Em que ano ocorreu, não sei precisar exatamente. A memória, corroída pelo tempo, já não consegue montar, com a mesma facilidade de outrora, as peças do quebra-cabeça de fatos marcantes da minha vida. Lembro apenas que era um domingo esplendoroso e devia ter, estourando, uns 12 anos de muita traquinagem. Seo Tomé, deitado na rede, foi taxativo: “Sem um de seus irmãos mais velhos, você não irá sozinho banhar no Parnaíba”. E quando meu pai falava uma coisa, não havia ninguém neste mundo capaz de demovê-lo da ideia, nem mesmo os olhos chorosos de um filho. Como o proibido sempre desperta interesse nas pessoas, notadamente em adolescentes, nunca o “Velho monge” havia me atraído tanto como naquela manhã ensolarada, um desejo incontrolável de deitar em suas águas ainda limpas na época.

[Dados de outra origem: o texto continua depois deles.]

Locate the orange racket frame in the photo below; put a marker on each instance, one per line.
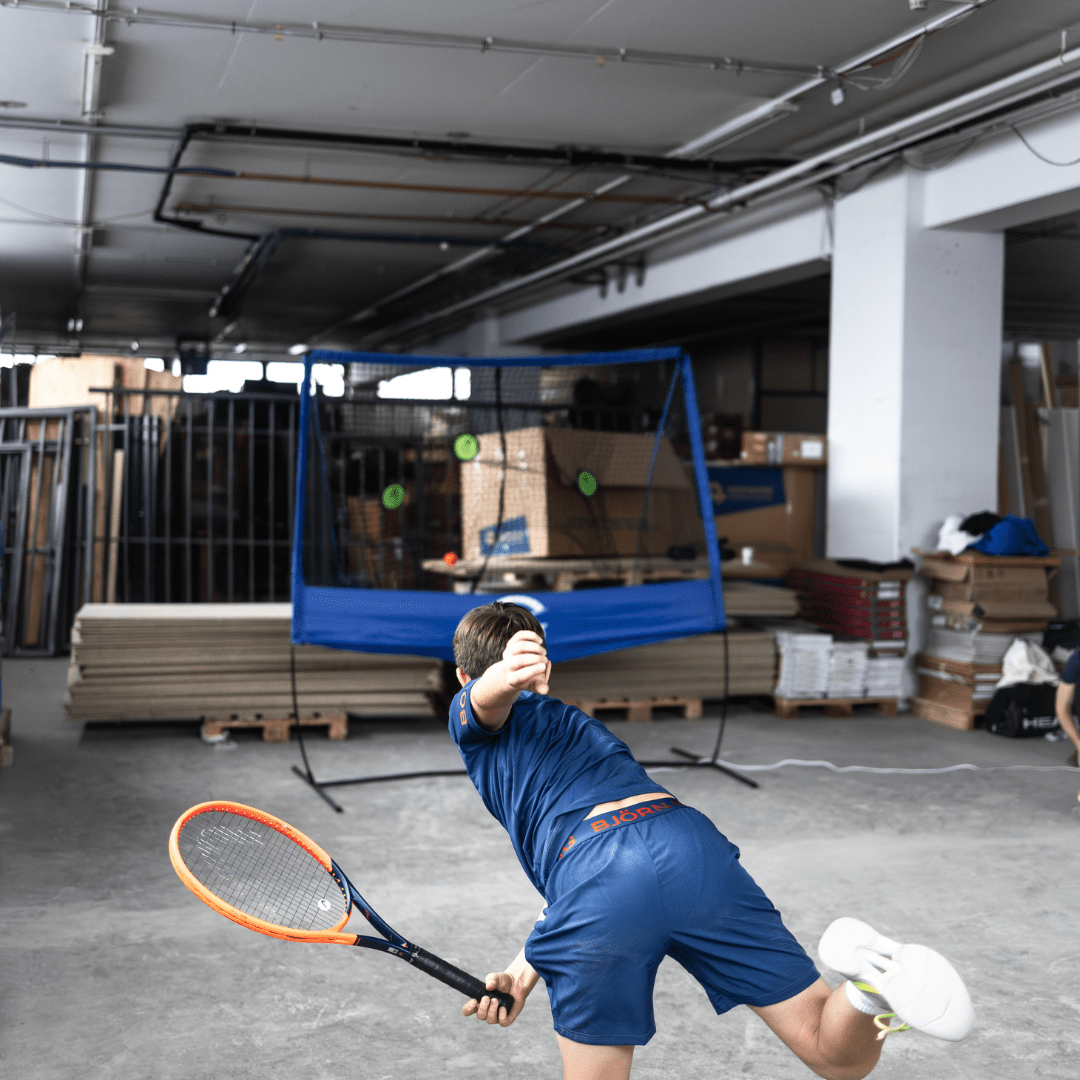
(333, 936)
(391, 941)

Atocaiado, como quem não quer nada, esperei o instante em que meu pai voltou a cochilar para fugir de mansinho, nas pontas dos pés – “Sem fazer barulho, é claro, / que barulho nada resolve” -, e ir banhar no Parnaíba, sem avisar nadinha de nada a ninguém lá de casa. Da Clodoaldo Freitas até o rio era um pulo apenas, uns dois ou três quarteirões abaixo. Como as coroas estavam do outro lado, em Timon, atravessei a ponte metálica e fui mergulhar próximo a um grupo isolado de pescadores, sem imaginar que o Parnaíba guarda armadilhas perigosas e, às vezes, fatais. Tudo ia muito bem, obrigado, quando, de repente, senti faltar areia sob os pés, caindo num buraco fundo e sendo arrastado pela correnteza das águas. Sem saber nadar, e tendo engolido bastante água, pressenti que a “indesejada das gentes”, como diria Bandeira, me abraçava com volúpia e sofreguidão.

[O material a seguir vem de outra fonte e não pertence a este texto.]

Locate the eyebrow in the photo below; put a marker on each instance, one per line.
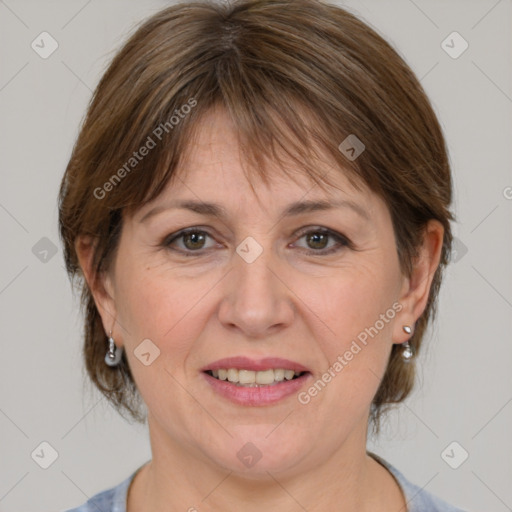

Por muito pouco, felizmente, o dia não se fez escuridão em minha parca existência. Meu anjo da guarda, transfigurado em pescador, chegou bem na hora e, sussurrando no meu ouvido para eu ter calma, me puxou pelo braço. Em casa, refeito do susto, fiz a promessa de nunca mais desobedecer ao meu “velho”, compromisso que procurei honrar, na medida do possível, até a sua morte. Só escapei do afogamento, hoje tenho certeza, porque manifestei – naquele momento de total abandono e desespero – uma enorme vontade de sobreviver. Do contrário, teria partido ainda muito novo, sem ter participado desta carnavalização embriagadora que a vida se tornou. Alguns desses momentos, inclusive, vividos lá mesmo, de forma intensa e apaixonante, com pescarias no cais do rio e peladas nos finais de semana. Sem contar ainda, é claro, os festivais de música e os lançamentos literários em suas coroas.

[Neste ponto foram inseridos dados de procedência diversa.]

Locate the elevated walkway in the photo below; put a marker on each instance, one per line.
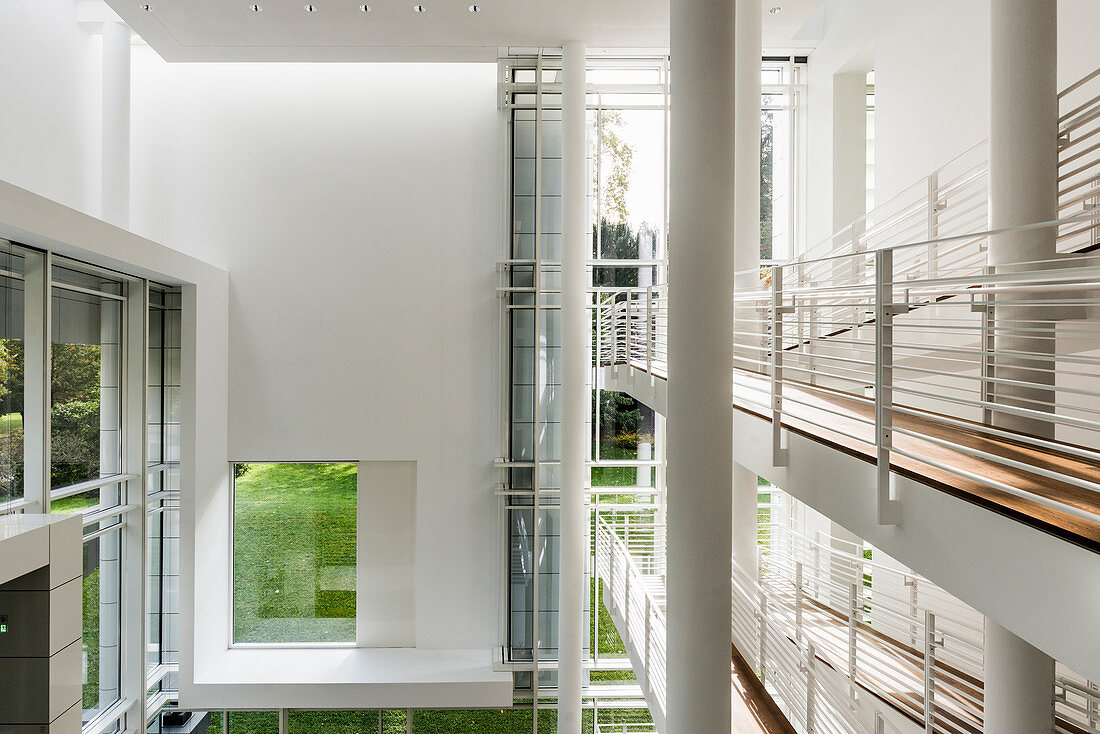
(820, 649)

Quem quiser que faça apologia da morte. Dela, espero tão somente que mantenha distância razoável de mim. E, sendo possível, um prolongado esquecimento. De minha parte, confesso que não morro de amores por ela, tampouco a menor atração, exceto um sentimento de total menosprezo. Eu celebro e louvo todos os dias, acredite ou não, é a grande dádiva da vida, com os eternos conflitos que a caracterizam. Como nordestino, trago em mim uma instintiva vontade de viver, mesmo que tenha de enfrentar os maiores obstáculos. Além do mais, quem recebe a visita da dita cuja, a temida dama da foice, apega-se à vida com paixão redobrada. Daí essa mania em doar-me, de corpo e alma, em tudo que faço: magistério, feiras literárias, saraus poéticos, escrita de livros, lutas políticas e produção da Revestrés.